The Polygamist:

What the Trending Comments Actually Tell Us About Ourselves

This week, Sue Nyathi’s debut novel The Polygamist,  first published in 2012 and now adapted into a Netflix series,  trended across South Africa. And with it came a flood of comments, each one revealing more about the commenter than about Jonasi Gomora.


I am not a film critic. I am not a book critic. But having written and published a book myself, I have enormous admiration for anyone who writes and sees it through to the end. Well done, Sue Nyathi. The 2012 book. Now the Netflix series. The adaptation. All of it,  extraordinary. Kudos.


What I am is a social and behavioural scientist. And the trending comments are a dataset.

The comments did not reveal what people think about polygamy. They revealed what people think about themselves.

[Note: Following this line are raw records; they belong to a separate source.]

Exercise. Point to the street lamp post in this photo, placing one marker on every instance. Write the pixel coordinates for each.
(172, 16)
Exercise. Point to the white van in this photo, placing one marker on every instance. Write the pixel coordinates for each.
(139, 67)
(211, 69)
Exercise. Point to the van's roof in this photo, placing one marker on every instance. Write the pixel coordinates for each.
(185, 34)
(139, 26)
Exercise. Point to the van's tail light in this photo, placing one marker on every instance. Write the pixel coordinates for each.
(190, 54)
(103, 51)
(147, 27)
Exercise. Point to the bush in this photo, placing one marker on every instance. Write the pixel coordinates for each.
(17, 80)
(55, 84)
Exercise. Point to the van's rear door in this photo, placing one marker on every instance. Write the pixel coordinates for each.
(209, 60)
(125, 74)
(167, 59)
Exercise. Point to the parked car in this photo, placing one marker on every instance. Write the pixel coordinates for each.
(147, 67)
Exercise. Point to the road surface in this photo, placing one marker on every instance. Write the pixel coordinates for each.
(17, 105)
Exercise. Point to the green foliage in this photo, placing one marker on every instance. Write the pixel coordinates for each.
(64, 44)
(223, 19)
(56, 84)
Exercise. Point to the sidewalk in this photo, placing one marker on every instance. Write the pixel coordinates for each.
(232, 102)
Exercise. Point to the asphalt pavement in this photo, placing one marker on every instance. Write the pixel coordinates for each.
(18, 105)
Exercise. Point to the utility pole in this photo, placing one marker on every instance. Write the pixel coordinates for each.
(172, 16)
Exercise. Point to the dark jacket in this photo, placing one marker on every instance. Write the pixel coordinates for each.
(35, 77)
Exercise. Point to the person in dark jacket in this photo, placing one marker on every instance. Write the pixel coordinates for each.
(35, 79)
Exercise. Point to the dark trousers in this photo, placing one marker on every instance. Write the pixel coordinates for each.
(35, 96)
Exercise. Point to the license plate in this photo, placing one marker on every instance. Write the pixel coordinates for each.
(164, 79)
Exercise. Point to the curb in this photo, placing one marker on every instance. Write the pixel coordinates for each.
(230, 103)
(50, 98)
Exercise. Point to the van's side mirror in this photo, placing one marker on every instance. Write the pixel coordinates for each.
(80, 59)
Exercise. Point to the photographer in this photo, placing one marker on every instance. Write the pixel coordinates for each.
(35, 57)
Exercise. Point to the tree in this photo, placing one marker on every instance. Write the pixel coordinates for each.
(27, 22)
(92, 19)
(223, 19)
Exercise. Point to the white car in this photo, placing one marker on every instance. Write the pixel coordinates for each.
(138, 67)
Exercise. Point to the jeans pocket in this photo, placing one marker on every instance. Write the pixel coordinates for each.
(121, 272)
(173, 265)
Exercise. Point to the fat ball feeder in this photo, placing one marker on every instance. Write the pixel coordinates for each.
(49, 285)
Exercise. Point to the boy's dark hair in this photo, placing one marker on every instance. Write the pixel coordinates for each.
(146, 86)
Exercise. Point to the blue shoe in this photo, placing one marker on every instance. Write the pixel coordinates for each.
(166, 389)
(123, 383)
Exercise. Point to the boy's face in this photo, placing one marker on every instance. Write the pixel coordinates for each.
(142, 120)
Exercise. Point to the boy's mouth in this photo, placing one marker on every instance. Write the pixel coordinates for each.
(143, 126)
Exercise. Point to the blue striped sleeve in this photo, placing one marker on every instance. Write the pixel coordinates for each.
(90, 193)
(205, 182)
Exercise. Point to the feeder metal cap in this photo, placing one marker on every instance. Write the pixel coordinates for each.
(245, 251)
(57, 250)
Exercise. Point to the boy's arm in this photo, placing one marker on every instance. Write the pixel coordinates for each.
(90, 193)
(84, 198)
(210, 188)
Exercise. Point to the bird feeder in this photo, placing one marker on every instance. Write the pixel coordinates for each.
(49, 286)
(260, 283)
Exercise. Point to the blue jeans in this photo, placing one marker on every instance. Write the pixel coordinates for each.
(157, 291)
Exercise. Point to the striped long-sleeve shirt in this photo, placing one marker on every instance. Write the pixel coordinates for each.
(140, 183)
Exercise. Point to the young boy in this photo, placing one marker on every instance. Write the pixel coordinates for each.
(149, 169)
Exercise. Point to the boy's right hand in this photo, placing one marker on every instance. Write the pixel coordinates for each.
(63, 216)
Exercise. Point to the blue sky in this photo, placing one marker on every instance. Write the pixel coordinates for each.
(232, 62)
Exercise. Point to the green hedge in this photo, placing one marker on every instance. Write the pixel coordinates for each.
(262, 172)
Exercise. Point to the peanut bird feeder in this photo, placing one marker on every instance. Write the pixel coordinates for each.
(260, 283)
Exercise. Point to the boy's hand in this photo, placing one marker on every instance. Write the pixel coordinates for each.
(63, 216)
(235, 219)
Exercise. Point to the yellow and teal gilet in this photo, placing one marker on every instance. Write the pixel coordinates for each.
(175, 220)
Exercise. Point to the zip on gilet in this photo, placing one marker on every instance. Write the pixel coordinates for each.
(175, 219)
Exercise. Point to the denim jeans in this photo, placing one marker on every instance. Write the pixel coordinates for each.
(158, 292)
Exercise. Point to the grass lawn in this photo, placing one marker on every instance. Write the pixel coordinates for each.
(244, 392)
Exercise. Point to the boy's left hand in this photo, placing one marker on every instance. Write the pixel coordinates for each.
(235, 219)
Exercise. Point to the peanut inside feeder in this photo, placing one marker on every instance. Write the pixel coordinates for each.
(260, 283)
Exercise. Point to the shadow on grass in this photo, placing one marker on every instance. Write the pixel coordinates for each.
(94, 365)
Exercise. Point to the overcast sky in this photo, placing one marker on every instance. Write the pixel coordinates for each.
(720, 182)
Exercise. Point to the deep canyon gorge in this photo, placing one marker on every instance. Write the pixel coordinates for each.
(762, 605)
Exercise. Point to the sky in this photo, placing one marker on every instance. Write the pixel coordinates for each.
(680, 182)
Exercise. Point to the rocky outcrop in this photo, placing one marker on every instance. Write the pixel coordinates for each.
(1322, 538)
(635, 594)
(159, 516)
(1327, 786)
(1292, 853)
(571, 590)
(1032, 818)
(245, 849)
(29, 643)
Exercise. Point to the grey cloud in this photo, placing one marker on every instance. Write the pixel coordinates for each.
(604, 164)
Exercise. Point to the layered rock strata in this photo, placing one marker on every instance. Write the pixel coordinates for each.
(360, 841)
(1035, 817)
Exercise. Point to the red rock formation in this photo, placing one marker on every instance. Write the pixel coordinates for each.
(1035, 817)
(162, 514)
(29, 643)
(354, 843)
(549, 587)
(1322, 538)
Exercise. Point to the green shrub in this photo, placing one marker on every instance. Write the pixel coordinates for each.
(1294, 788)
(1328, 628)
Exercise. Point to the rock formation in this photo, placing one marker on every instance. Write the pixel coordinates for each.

Three statements dominated the conversation. I want to examine each through the lens of empirical relationship science and behavioural psychology. I will leave the patriarchy debate for another day,  I have spoken and written about it at length, and I have little to add today.


The three statements:
“Not me. I will never. I must be high on something cheap or it’s witchcraft.”
“Amadoda,  yho!” Ayasithanda isithembu- men love or dream of isithembu.
“There is a line I will not cross.”

01.  “Not Me. I Will Never.”
Let us begin with the most confident of all human declarations: the pre-emptive moral statement. I will never. I am not that person. Not me.


We do not know ourselves enough. We are all faithful to our virtues only because we have not been presented with a good enough opportunity,  the one we cannot resist. The one that exposes all our “I am not enough.” Everyone says “I will never date XYZ.” Then jiki jiki,  the universe, which is always testing our easily spoken virtues and rarely practised ones, presents us with exactly that test. And the majority of us forget we ever said “I will never.”

Virtue is cheap when it has not been tested by cost or chemistry.

Human beings are notoriously inaccurate at predicting their own romantic boundaries when faced with real-world temptation. Empirical research strongly supports this. The phrase “I will never” dissolves rapidly when abstract principles encounter visceral, real-time context.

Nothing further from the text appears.